Once we have initialized our items configuration, we are ready to complexly represent one or more fields of the specified raw source

Complex representation

Every field of the raw source can be represented using several techniques, such as 'tfidf', 'embeddings', etc.

It is possible to process the content of each field using a Natural Language Processing (NLP) pipeline. The preprocessing will be done before assigning a complex representation to said field. It is also possible to assign a custom id for each generated representation, in order to allow a simpler reference in the recommendation phase.
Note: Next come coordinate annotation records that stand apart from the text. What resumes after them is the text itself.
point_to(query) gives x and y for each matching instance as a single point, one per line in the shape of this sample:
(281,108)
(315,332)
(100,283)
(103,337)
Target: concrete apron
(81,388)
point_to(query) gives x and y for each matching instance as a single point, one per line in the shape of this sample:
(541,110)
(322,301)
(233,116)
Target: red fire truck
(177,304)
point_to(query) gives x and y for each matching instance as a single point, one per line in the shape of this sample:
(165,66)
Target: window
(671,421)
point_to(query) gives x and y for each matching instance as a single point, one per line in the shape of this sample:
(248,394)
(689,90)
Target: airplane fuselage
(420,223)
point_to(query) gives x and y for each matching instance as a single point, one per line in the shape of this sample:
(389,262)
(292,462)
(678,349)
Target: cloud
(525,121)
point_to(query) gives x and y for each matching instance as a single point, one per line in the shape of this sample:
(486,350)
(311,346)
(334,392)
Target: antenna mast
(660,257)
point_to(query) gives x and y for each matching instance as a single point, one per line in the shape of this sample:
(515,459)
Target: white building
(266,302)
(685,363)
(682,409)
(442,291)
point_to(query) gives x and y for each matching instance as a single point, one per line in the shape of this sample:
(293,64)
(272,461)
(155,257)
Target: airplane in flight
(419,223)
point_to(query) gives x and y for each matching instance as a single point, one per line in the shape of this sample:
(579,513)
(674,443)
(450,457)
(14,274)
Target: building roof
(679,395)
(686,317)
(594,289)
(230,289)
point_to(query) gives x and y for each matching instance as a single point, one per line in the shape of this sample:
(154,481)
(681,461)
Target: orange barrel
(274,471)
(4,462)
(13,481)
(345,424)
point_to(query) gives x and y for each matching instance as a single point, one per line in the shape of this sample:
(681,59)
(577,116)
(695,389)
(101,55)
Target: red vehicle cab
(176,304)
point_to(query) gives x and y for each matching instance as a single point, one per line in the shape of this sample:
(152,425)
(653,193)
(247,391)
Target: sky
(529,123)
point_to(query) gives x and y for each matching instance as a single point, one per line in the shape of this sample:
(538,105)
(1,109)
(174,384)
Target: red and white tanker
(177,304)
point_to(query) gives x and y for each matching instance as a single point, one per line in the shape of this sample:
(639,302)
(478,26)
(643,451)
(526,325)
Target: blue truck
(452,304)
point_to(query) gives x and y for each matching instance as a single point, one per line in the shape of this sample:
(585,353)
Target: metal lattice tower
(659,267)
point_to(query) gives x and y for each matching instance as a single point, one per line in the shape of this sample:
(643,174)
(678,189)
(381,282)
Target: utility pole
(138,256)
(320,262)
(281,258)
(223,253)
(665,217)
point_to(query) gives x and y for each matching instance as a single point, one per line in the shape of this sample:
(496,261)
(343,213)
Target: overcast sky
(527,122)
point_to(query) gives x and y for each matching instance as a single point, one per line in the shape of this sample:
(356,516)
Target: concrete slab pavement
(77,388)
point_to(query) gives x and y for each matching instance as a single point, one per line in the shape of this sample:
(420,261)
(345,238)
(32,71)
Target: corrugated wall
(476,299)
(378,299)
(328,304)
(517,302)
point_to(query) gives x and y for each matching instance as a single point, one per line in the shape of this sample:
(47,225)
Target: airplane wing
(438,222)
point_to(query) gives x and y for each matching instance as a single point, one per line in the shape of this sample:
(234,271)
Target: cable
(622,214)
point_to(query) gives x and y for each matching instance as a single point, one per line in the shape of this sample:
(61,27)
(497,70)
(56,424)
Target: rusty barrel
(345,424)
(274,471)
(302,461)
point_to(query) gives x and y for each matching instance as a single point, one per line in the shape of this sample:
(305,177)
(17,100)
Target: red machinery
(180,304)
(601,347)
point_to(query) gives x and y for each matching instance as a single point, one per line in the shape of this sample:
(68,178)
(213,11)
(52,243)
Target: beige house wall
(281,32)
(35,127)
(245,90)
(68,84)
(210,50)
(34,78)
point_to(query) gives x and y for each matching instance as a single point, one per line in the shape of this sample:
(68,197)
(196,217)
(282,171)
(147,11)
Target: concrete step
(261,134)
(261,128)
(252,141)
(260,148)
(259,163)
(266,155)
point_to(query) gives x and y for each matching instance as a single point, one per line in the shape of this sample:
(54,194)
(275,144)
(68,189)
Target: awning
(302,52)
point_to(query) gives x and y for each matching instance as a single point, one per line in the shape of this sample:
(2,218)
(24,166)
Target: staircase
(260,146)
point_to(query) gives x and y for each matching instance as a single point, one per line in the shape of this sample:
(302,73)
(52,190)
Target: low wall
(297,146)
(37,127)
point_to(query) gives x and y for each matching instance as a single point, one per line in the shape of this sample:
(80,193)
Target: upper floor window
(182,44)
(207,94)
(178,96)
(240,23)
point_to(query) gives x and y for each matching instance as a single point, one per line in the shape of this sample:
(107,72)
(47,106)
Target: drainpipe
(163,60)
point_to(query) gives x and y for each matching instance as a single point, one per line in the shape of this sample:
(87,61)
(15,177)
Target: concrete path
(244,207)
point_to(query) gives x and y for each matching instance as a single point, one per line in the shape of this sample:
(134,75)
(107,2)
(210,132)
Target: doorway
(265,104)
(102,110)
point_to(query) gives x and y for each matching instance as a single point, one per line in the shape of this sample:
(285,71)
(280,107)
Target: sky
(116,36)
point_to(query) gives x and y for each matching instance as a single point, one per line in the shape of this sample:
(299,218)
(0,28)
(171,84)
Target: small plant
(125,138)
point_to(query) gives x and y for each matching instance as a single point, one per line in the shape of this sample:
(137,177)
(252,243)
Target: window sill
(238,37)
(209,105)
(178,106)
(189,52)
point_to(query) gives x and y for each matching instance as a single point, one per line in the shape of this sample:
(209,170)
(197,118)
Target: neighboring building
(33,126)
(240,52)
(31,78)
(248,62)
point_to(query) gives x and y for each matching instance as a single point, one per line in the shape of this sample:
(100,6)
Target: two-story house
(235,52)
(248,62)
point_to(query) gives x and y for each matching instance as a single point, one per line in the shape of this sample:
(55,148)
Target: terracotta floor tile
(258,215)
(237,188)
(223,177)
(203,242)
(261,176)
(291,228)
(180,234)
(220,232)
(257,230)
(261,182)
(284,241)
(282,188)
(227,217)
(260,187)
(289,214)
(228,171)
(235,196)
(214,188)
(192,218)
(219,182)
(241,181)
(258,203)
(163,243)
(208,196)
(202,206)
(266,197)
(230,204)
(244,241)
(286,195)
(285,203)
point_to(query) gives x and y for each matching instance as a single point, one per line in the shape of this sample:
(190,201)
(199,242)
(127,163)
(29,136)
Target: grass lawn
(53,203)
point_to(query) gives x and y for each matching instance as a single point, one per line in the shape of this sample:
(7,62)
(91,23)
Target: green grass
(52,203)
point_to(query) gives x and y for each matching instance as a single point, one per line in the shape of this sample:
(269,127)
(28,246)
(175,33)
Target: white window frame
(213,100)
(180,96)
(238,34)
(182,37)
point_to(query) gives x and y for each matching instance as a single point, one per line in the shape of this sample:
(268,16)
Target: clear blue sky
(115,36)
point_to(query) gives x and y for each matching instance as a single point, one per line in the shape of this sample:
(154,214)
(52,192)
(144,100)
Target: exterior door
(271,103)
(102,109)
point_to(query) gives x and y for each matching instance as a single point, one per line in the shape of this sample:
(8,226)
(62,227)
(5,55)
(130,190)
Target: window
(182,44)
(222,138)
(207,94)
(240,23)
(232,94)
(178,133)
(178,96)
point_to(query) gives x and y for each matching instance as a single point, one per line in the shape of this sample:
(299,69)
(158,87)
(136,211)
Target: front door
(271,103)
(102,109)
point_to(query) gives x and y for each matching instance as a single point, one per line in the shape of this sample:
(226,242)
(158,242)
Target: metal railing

  • Both NLP pipeline and custom id are optional parameters
  • If a list of NLP preprocessors is passed to the preprocessing parameter, then all operations specified will be performed in order

So, for example, we could represent the 'plot' field by performing lemmatization and stopwords removal, and represent it using tfidf:

movies_ca_config.add_single_config(
    'plot',
    ca.FieldConfig(ca.SkLearnTfIdf(),
                   preprocessing=ca.NLTK(stopwords_removal=True, lemmatization=True),
                   id='tfidf')  # Custom id
)

But we could also specify for the same field multiple complex representations at once with the add_multiple_config() method:

  • In this case each representation can be preceded by different preprocessing operations!

So, for example, we could represent the 'genres' field by:

  1. Removing punctuation and representing it using the pre-trained glove-twitter-50 model from Gensim;
  2. Performing lemmatization and representing it by using the Word2Vec model which will be trained from scratch on our corpus
    movies_ca_config.add_multiple_config(
        'genres',
        [   
            # first representation
            ca.FieldConfig(ca.WordEmbeddingTechnique(ca.Gensim('glove-twitter-50')),
                           preprocessing=ca.NLTK(remove_punctuation=True),
                           id='glove'),
    
            # second representation
            ca.FieldConfig(ca.WordEmbeddingTechnique(ca.GensimWord2Vec()),
                           preprocessing=ca.Spacy(lemmatization=True),
                           id='word2vec')
        ]
    )
    

Exogenous representation

We could expand each item by using Exogenous techniques: they are very useful if you plan to use a graph based recommender system later in the experiment.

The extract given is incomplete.